"This fascinating and fabulous volume by Wedeman seeks to address the question of how rapid economic development and widespread corruption can coexist in China. Wedeman introduces readers to the double paradox of corruption and growth in post-Mao China, examines developmental corruption in South Korea and Taiwan, demonstrates how endemic corruption led to economic crises in several other countries, discusses the sequencing of corruption and growth, probes the dynamic consequences of the commodification of China's economy, looks into the impact of the authorities' ongoing war on corruption, and compares today's China with the U.S. in the 19th and early 20th centuries and asks whether China's case may serve as a precedent for the coexistence of high levels of corruption and rapid economic growth."—Choice (October 2012)

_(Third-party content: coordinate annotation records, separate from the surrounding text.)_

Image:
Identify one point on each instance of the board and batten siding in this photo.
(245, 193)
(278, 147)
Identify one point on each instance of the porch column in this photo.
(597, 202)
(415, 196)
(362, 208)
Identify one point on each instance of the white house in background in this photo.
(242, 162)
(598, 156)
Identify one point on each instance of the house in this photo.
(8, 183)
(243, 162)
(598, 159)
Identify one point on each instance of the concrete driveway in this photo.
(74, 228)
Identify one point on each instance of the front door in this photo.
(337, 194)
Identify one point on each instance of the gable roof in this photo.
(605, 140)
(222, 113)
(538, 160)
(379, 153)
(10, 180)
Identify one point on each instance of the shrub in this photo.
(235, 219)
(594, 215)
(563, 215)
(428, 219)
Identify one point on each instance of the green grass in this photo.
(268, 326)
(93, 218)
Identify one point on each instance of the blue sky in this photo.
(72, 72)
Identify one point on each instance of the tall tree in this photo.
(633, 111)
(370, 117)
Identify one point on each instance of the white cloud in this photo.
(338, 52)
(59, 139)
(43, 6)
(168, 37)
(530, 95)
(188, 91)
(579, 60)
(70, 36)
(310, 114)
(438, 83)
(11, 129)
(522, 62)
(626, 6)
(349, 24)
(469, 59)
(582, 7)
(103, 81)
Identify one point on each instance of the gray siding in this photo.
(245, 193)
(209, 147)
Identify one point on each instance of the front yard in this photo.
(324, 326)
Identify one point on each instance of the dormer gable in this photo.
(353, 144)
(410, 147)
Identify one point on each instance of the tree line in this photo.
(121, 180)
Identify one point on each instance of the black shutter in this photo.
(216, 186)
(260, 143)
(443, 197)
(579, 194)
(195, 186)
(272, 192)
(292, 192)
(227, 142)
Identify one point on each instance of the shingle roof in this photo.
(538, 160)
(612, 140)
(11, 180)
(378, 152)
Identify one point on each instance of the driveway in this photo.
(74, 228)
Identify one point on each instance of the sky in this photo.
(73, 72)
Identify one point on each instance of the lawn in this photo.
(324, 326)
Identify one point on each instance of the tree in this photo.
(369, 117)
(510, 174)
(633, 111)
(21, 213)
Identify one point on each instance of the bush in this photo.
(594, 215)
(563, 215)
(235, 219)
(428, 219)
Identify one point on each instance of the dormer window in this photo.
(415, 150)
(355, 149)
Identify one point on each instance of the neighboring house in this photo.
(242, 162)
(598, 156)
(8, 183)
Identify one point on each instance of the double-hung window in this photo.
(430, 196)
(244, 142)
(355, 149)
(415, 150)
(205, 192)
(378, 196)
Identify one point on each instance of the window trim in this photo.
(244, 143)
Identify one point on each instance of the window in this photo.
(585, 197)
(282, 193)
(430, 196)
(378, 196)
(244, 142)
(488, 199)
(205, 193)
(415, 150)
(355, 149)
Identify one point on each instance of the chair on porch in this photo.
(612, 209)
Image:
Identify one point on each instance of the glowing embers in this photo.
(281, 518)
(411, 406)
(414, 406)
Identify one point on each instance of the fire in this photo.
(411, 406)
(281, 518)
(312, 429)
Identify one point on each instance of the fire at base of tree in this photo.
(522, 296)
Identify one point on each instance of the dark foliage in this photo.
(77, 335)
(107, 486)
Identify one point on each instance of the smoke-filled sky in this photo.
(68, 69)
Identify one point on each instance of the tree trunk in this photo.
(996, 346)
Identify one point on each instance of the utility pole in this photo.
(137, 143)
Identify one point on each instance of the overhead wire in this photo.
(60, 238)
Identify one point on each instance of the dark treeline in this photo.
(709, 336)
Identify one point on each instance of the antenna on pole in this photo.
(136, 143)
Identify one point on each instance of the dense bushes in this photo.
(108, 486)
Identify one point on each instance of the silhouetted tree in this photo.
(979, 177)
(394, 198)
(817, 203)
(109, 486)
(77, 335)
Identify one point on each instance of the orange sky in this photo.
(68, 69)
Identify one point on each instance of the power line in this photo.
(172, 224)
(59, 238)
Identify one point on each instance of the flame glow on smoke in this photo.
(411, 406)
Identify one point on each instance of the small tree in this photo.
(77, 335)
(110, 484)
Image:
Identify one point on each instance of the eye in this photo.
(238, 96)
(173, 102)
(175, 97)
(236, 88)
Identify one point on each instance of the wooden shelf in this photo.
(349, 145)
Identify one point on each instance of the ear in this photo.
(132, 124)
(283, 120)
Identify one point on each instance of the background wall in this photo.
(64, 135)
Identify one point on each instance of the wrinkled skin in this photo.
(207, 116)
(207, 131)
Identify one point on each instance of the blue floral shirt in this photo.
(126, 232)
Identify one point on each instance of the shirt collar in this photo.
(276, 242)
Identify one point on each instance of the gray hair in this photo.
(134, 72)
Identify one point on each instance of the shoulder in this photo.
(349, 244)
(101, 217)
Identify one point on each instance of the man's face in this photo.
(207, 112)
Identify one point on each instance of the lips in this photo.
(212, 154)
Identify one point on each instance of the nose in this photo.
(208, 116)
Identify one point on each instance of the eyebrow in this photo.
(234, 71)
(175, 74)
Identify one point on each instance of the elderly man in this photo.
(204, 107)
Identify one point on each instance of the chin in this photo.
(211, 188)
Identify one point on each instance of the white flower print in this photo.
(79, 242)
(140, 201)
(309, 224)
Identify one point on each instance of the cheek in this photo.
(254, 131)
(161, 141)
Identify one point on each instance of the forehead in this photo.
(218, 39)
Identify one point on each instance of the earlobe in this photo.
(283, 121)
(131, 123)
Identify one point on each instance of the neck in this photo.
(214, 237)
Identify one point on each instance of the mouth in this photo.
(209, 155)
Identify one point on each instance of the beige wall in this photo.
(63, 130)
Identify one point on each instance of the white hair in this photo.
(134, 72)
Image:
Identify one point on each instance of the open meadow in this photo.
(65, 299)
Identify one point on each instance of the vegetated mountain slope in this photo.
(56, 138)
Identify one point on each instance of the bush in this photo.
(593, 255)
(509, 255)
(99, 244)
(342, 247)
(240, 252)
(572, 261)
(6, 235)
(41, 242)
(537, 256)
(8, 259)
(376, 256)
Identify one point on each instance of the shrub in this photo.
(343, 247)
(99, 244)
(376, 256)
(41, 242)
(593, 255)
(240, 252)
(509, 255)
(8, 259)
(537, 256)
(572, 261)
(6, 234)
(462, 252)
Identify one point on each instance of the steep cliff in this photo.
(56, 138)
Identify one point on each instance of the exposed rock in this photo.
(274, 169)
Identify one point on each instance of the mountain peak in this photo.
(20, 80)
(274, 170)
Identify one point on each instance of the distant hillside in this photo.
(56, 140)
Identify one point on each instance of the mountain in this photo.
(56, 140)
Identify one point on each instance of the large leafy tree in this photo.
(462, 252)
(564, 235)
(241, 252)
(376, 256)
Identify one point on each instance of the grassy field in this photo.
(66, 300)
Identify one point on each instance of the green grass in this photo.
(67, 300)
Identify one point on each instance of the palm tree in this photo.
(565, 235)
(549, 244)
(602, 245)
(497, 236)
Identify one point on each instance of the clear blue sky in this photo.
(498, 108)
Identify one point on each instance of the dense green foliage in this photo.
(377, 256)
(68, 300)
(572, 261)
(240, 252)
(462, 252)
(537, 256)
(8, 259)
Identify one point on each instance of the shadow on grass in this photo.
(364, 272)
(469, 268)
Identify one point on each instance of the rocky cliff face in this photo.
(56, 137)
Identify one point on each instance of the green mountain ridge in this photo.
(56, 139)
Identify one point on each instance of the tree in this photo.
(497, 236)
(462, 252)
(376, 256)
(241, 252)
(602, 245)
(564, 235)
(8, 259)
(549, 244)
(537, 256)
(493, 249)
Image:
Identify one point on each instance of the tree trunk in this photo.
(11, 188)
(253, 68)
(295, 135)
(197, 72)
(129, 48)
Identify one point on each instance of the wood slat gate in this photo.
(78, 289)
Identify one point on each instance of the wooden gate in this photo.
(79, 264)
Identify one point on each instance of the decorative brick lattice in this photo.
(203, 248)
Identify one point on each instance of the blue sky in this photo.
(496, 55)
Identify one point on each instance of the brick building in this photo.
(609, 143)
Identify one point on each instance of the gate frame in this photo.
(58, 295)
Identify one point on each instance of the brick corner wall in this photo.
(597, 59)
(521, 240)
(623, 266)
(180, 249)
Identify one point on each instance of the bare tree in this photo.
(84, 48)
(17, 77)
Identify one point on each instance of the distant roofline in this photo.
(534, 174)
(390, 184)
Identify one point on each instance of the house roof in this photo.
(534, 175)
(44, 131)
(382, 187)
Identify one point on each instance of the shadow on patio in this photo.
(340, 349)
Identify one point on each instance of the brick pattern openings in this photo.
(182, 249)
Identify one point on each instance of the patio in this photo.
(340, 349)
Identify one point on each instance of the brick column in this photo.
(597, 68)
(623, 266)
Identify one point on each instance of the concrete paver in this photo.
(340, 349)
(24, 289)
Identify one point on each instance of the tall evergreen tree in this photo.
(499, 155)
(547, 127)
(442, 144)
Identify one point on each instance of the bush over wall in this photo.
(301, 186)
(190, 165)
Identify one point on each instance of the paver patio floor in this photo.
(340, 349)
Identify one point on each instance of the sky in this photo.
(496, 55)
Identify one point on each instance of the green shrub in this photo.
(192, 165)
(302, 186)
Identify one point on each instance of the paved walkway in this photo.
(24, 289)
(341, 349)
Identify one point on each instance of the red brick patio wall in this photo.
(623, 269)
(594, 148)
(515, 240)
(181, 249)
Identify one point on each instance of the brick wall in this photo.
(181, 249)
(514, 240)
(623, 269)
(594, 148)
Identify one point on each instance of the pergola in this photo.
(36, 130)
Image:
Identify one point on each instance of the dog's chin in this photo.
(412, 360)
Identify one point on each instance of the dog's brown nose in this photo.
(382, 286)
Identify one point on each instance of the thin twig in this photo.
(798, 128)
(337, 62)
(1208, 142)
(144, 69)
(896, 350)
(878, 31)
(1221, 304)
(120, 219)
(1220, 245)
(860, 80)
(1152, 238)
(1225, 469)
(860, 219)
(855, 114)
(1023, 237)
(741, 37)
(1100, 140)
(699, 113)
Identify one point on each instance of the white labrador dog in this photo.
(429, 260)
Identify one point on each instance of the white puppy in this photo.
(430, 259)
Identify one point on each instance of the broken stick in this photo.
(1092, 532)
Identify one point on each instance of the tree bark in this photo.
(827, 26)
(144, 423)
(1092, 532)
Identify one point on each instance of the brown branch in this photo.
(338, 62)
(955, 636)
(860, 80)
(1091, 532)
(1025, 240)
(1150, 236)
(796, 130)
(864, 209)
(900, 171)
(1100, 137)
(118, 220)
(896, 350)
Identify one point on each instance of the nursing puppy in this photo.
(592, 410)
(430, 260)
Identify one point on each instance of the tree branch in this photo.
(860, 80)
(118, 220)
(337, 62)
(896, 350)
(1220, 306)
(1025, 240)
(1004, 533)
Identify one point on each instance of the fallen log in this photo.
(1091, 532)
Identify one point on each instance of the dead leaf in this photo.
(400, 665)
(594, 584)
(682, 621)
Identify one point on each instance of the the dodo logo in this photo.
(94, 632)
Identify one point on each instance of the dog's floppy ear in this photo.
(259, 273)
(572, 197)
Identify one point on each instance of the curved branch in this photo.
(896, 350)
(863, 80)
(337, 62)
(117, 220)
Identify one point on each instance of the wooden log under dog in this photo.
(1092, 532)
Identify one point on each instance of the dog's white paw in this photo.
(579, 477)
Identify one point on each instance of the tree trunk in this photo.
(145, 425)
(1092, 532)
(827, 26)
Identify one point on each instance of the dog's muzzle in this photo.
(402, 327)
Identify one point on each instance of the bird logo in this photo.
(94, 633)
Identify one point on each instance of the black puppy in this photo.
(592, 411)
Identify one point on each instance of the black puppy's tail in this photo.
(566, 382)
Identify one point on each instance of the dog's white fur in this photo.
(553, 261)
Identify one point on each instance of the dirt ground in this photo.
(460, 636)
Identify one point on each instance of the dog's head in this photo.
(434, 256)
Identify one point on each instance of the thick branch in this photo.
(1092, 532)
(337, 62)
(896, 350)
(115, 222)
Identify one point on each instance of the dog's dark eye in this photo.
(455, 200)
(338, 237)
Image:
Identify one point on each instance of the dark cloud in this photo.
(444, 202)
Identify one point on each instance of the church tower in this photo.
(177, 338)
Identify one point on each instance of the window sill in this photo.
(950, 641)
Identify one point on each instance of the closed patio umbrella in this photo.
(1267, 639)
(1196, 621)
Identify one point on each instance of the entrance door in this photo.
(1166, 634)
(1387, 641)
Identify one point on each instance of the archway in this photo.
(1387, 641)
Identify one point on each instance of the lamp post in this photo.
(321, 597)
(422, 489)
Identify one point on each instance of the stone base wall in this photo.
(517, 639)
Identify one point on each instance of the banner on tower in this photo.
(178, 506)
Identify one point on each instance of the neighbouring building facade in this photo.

"The central question of Double Paradox—how rapid economic development and widespread corruption coexist in China—is of major importance. Andrew Wedeman explains that the sequence of events is complex and worth careful scrutiny; there is considerable dynamism and simultaneity in any corruption/development relationship. By the end of Wedeman's book, we have learned a great deal about China, about the possible links between corruption and economic development, and about how to frame the questions we wish to investigate in China and in other societies in which corruption is extensive."—Michael Johnston, Charles A. Dana Professor of Political Science, Colgate University, author of Syndromes of Corruption
About the Author
Andrew Wedeman is Professor of Political Science at the University of Nebraska–Lincoln. He is the author of From Mao to Market: Rent Seeking, Local Protectionism, and Marketization in China and The East Wind Subsides: Chinese Foreign Policy and the Origins of the Cultural Revolution.